Via Jonah Goldberg, AEI’s Mark Perry reaches deep into his bag of greatest hits and hauls out the chart on the right:
As the chart below shows (data here), the top 1 percent of taxpayers paid 40.42 percent of all income taxes collected in 2007 ($451 billion), the highest share in modern history for that group….One could even argue that the Bush tax cuts of 2001 and 2003 were actually huge “tax cuts for the poor and middle class” because they helped to increase the number of “non-payers” by more than 14 million Americans between 2000 and 2007. Secondly, the tax burden on “the rich” — the top 1 percent of taxpayers — reached a record high in 2007 of more than 40 percent, and was higher after the Bush tax cuts than before.
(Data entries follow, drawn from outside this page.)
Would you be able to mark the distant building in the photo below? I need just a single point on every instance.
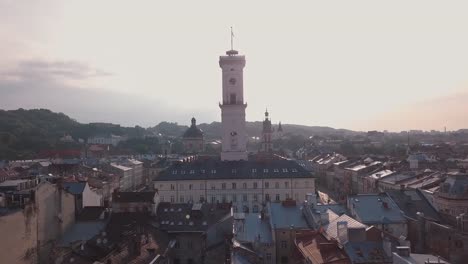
(106, 140)
(193, 139)
(452, 197)
(267, 133)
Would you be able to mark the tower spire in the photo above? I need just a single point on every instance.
(232, 39)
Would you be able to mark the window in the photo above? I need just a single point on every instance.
(284, 244)
(233, 98)
(255, 209)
It’s true that the share of income tax paid by the rich went up between 1980 and today. But that’s because the share of income earned by the rich went up during that period. In fact, it more than doubled. And since income taxes are a percentage of income, you’d pretty much expect that if your share of income more than doubled, then your share of income tax would also more than double.
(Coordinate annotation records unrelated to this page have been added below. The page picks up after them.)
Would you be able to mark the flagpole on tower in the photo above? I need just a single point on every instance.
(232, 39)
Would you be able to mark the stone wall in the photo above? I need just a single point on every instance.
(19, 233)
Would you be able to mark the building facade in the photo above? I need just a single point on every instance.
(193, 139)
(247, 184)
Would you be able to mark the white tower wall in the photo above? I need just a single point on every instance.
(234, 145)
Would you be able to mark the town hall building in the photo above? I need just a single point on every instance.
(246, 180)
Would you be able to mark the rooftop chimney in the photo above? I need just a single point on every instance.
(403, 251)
But for the top 1% it didn’t. It just doubled. In other words, it went up a little bit more slowly than their actual increase in income. Why? Because tax rates on the rich have decreased steadily under Republican presidents since 1980.
Griping about taxes is every American’s birthright. But if your share of the income pie increases by 135% over thirty years while everyone else stagnates, you’re a pretty lucky ducky. Surely the least you can do is not complain that your share of the tax bill went up by only 100%?